How Readplace Saves a Page Without Getting Blocked
Summary (TL;DR)
Readplace now fetches each saved page one time. The crawler downloads the body once, checks the content type, and sends HTML, PDFs, and tweets down the right path from that single download. The old design fetched some pages twice, which raised the load on the origin site and the odds of getting blocked. One request per save means faster saves and a higher success rate on sites that guard against bots.
A reader saved a PDF report and got back the line a lot of read-it-later tools hand you when the crawler trips: sorry, we couldn't save this link.
The PDF opened fine in their browser. It opened fine in mine too. So I pulled the logs.
What I found was two fetches of the same URL inside one save. The first request pulled the page, the parser read it as HTML, saw a %PDF header where it wanted markup, and bailed. The crawler then handed that same URL to a separate code path built for PDFs, which opened a fresh connection and downloaded the whole file again from scratch.
Two downloads of one document.
On a plain origin nobody would notice. This report sat behind Cloudflare.
The part that took me a while to see is that Cloudflare's bot protection scores the pattern, not the single request. Two near-identical hits from the same client in the same second, the second one with no warm session from the first, reads like a script hammering the file.
The first fetch went through. The second came back as a managed challenge with a cf-mitigated header, and the PDF path had no way past it.

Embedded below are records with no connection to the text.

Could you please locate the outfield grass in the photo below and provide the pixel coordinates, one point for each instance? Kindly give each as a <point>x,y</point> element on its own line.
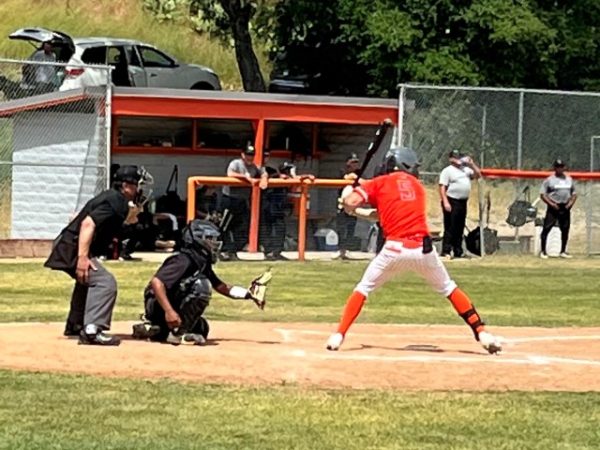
<point>507,291</point>
<point>74,412</point>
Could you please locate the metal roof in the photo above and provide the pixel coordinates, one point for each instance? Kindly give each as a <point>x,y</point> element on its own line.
<point>183,94</point>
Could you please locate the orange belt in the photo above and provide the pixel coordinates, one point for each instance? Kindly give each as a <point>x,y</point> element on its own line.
<point>408,242</point>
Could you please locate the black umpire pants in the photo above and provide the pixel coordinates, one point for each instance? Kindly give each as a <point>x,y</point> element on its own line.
<point>562,215</point>
<point>454,226</point>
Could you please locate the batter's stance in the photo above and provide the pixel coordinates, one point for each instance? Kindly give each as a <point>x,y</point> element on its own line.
<point>399,203</point>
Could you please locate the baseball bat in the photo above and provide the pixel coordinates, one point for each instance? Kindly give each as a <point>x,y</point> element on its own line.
<point>373,147</point>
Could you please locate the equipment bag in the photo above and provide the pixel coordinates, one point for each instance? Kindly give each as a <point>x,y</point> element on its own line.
<point>522,211</point>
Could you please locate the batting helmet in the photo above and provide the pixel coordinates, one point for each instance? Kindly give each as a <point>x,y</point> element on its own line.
<point>401,158</point>
<point>202,236</point>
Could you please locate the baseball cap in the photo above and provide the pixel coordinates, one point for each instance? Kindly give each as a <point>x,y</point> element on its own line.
<point>127,174</point>
<point>352,157</point>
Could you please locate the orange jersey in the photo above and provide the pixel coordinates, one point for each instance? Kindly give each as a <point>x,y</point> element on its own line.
<point>401,202</point>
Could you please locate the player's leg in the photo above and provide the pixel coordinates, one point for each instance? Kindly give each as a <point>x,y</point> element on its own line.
<point>99,305</point>
<point>380,269</point>
<point>447,239</point>
<point>458,231</point>
<point>564,222</point>
<point>433,270</point>
<point>74,323</point>
<point>549,222</point>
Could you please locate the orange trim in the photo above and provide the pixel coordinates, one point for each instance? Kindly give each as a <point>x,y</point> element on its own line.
<point>508,173</point>
<point>176,151</point>
<point>236,109</point>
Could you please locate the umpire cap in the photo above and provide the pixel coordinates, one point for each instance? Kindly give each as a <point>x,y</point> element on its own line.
<point>127,174</point>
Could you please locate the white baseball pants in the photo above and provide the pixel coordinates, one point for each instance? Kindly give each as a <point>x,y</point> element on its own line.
<point>395,259</point>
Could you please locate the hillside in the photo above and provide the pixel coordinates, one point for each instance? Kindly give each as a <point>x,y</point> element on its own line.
<point>125,19</point>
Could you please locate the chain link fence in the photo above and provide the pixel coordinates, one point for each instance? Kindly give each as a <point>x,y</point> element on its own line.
<point>509,129</point>
<point>54,144</point>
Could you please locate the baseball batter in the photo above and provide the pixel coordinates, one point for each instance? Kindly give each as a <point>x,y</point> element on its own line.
<point>399,202</point>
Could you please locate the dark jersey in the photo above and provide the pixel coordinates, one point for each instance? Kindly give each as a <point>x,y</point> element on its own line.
<point>178,267</point>
<point>108,210</point>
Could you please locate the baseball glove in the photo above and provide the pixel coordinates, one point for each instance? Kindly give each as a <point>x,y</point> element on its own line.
<point>258,288</point>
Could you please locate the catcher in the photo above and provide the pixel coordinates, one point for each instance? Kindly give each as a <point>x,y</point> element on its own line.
<point>181,289</point>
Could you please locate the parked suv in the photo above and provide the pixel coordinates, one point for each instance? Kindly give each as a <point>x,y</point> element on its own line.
<point>135,63</point>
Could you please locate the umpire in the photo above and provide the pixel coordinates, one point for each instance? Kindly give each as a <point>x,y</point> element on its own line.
<point>455,187</point>
<point>558,192</point>
<point>76,250</point>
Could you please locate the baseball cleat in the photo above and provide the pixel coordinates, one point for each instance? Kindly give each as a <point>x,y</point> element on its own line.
<point>145,330</point>
<point>186,339</point>
<point>335,341</point>
<point>490,343</point>
<point>92,335</point>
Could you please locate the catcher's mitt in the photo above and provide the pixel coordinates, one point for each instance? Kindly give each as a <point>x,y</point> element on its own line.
<point>258,288</point>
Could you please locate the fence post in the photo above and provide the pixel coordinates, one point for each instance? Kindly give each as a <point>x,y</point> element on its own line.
<point>400,131</point>
<point>302,222</point>
<point>108,125</point>
<point>254,219</point>
<point>191,211</point>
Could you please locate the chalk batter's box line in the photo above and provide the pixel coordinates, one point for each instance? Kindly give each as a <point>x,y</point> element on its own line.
<point>287,335</point>
<point>536,360</point>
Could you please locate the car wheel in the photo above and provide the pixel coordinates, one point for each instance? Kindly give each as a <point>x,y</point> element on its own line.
<point>202,87</point>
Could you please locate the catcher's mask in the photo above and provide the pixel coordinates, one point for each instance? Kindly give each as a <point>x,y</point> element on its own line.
<point>138,176</point>
<point>401,159</point>
<point>202,236</point>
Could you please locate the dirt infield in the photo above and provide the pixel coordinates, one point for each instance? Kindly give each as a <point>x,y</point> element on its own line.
<point>373,356</point>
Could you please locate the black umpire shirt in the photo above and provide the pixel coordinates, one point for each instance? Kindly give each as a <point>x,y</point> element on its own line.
<point>178,267</point>
<point>108,210</point>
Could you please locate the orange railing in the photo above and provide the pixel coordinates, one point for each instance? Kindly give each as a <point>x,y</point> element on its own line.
<point>304,184</point>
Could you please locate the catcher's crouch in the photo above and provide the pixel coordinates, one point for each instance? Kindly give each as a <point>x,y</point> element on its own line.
<point>180,291</point>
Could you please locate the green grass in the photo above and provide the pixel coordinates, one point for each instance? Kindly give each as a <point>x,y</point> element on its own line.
<point>124,19</point>
<point>74,412</point>
<point>507,291</point>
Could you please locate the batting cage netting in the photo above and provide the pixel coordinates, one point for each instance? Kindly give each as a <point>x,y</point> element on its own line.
<point>54,144</point>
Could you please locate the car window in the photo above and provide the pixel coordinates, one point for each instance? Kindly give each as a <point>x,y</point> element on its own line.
<point>115,55</point>
<point>133,57</point>
<point>153,58</point>
<point>94,55</point>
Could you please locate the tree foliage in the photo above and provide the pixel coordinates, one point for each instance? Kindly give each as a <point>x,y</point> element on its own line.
<point>369,46</point>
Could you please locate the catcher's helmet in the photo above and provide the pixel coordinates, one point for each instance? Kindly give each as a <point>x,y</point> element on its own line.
<point>202,236</point>
<point>401,158</point>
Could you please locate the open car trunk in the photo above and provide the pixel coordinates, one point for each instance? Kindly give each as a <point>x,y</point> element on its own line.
<point>63,44</point>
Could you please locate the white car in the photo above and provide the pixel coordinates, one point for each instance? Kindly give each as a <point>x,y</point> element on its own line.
<point>135,63</point>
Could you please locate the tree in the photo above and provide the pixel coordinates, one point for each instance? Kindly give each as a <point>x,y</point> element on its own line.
<point>231,19</point>
<point>380,43</point>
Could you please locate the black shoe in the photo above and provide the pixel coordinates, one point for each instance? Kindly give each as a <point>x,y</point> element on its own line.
<point>98,338</point>
<point>72,329</point>
<point>145,330</point>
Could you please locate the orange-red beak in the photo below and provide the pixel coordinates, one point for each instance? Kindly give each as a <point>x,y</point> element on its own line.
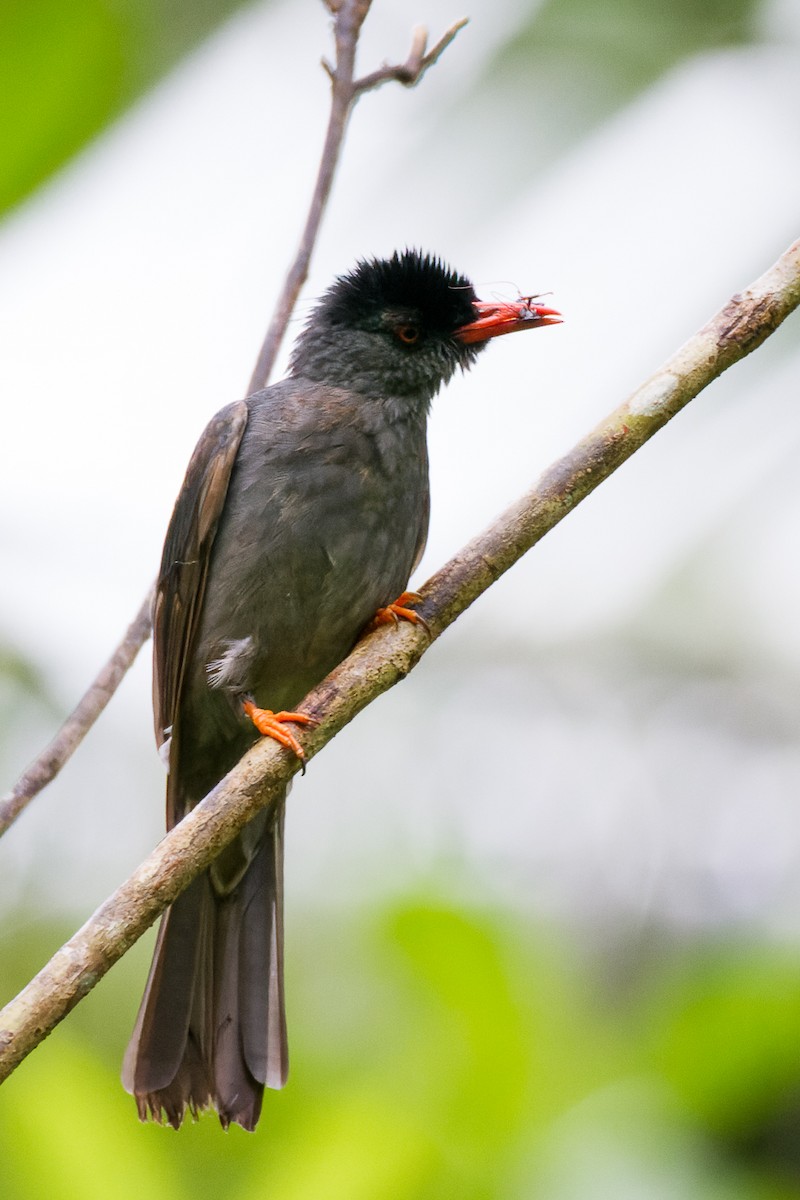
<point>497,318</point>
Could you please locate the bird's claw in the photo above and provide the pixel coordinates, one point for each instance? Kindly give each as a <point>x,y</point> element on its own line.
<point>272,725</point>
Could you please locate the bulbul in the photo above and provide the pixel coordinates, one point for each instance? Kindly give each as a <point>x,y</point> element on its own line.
<point>304,511</point>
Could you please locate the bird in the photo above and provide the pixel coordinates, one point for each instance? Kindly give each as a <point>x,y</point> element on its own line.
<point>302,515</point>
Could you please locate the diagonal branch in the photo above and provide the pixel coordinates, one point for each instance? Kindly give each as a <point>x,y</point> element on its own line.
<point>348,18</point>
<point>386,657</point>
<point>67,739</point>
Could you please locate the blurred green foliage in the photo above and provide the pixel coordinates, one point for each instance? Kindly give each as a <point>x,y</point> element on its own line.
<point>445,1053</point>
<point>71,66</point>
<point>438,1051</point>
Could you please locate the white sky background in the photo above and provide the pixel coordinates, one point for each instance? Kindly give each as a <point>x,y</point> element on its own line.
<point>133,295</point>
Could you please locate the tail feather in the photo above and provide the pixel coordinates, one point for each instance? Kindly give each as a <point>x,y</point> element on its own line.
<point>211,1027</point>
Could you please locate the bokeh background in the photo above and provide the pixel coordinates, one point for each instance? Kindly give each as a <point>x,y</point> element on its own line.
<point>543,900</point>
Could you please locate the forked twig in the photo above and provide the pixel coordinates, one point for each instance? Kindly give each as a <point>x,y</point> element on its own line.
<point>348,19</point>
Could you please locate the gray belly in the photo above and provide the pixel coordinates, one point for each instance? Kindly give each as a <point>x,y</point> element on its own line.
<point>314,539</point>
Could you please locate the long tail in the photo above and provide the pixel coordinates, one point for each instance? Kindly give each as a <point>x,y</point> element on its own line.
<point>211,1029</point>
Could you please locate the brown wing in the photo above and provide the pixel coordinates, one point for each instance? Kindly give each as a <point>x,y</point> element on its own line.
<point>185,559</point>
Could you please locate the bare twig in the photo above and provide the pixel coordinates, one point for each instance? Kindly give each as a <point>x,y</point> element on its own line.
<point>416,64</point>
<point>346,89</point>
<point>44,768</point>
<point>348,18</point>
<point>386,657</point>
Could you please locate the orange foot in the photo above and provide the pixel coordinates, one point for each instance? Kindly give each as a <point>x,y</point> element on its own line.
<point>272,725</point>
<point>394,612</point>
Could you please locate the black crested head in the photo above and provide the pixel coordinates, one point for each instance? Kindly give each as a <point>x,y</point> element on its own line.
<point>441,297</point>
<point>388,329</point>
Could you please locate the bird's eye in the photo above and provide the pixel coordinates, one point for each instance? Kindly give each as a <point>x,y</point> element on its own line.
<point>408,334</point>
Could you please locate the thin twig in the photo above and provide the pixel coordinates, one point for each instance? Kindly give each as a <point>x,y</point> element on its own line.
<point>386,657</point>
<point>346,90</point>
<point>47,766</point>
<point>417,63</point>
<point>348,18</point>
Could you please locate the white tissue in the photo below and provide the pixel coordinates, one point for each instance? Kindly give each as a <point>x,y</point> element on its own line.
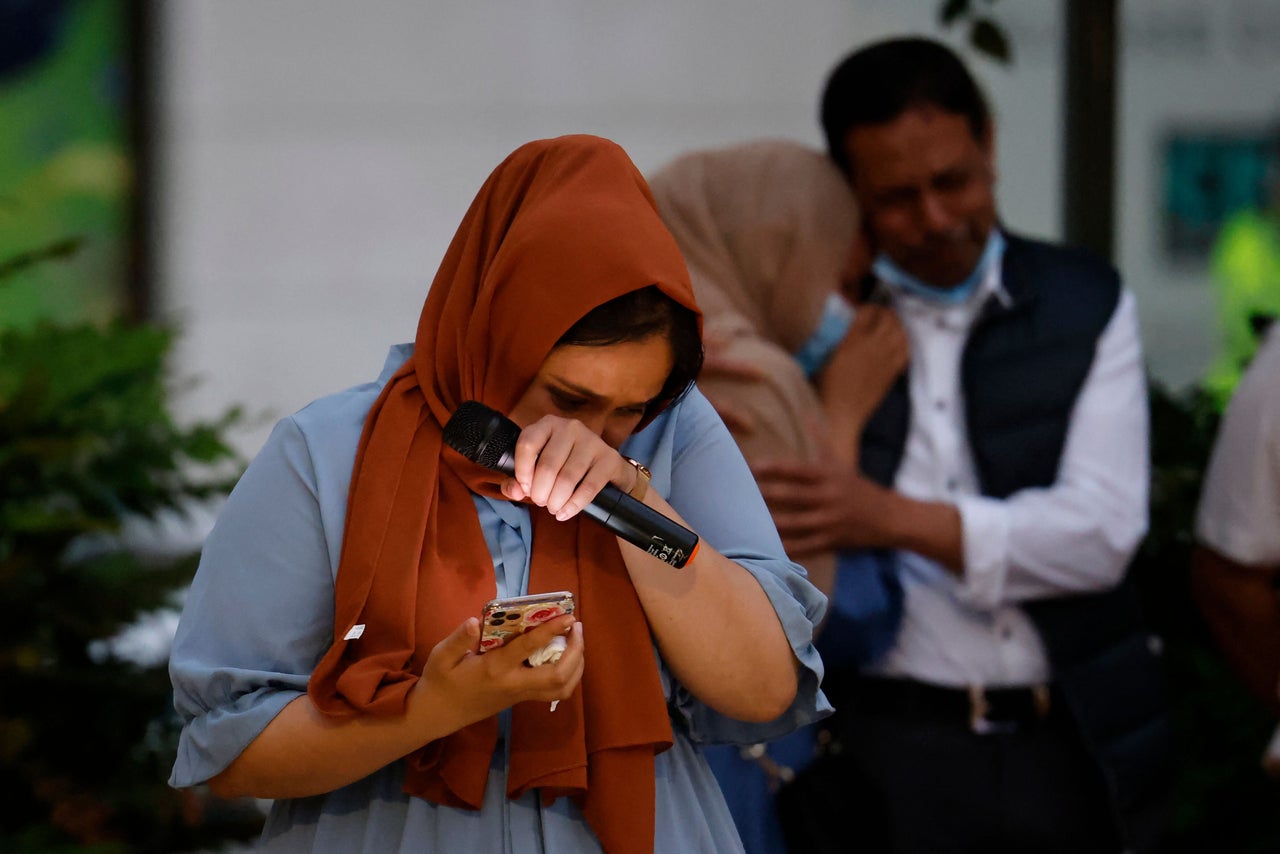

So the logs showed a clean 200 followed by a block, and the reader just saw the failure.
I had spent the first hour staring at the PDF parser. The bug was upstream of it: the crawler fetched the same URL twice.
Fetch once, then decide what it is
I rebuilt the crawler around one rule.
Pull the body a single time, then work out what it is from what came back, not from what the URL looked like up front.
The new path sends one request and reads the whole response into memory. Then it branches on the content type. HTML goes to the article parser. A PDF goes to the PDF reader off the bytes already in hand, with no second connection. A link to X or Twitter skips the fetch, because those pages are mostly a login wall to a crawler, and instead reads the post through Twitter's public oembed endpoint, which hands back the text without the wall.
One save, one request to the origin. Articles, PDFs, and tweets all run through that single download.
The fix came down to one thing: making a single save cost the origin a single visit.
Two things changed right away. Saves came back faster, because a PDF no longer paid for two round trips. And the success rate on Cloudflare and Fastly sites climbed, because the origin now sees one ordinary visit rather than a repeat hit that reads like a bot.
There was a second fetch I could cut while I was in there.
When Readplace re-checks a page you already saved, it now sends the stored ETag and last-modified date on the request. If nothing changed, the origin answers with a 304 and no body, and Readplace keeps the copy it already has. The reader gets a fresh list and the publisher serves far less traffic for the same result.
Saving is the part that breaks
Saving a page sounds like the easy half of a read-it-later tool. In practice it is the half that fights back.
Odd content types, edge guards, sites that treat any non-browser client as an attacker. Readplace runs a health check against the sources that have broken before, and each entry on that list traces back to a real reader who hit that exact wall.
When a check goes red I fix the crawler until the page loads again. I do not drop the source to make the alarm stop, because dropping it just moves the failure onto the next reader who saves that kind of link.
Try the link your last app refused
Save a dense PDF, a tweet thread, a news page sitting behind an edge guard. See whether it lands in your reader clean and readable, or whether you get the sorry-we-couldn't line.
If it lands, the one-request rule is doing its job. If it doesn't, that URL is a candidate for the health check, and I would rather hear about it than have it fail without me knowing.
Here is the lesson I took from that PDF. When a save fails behind bot protection, count how many times you touched the origin before you blame the parser.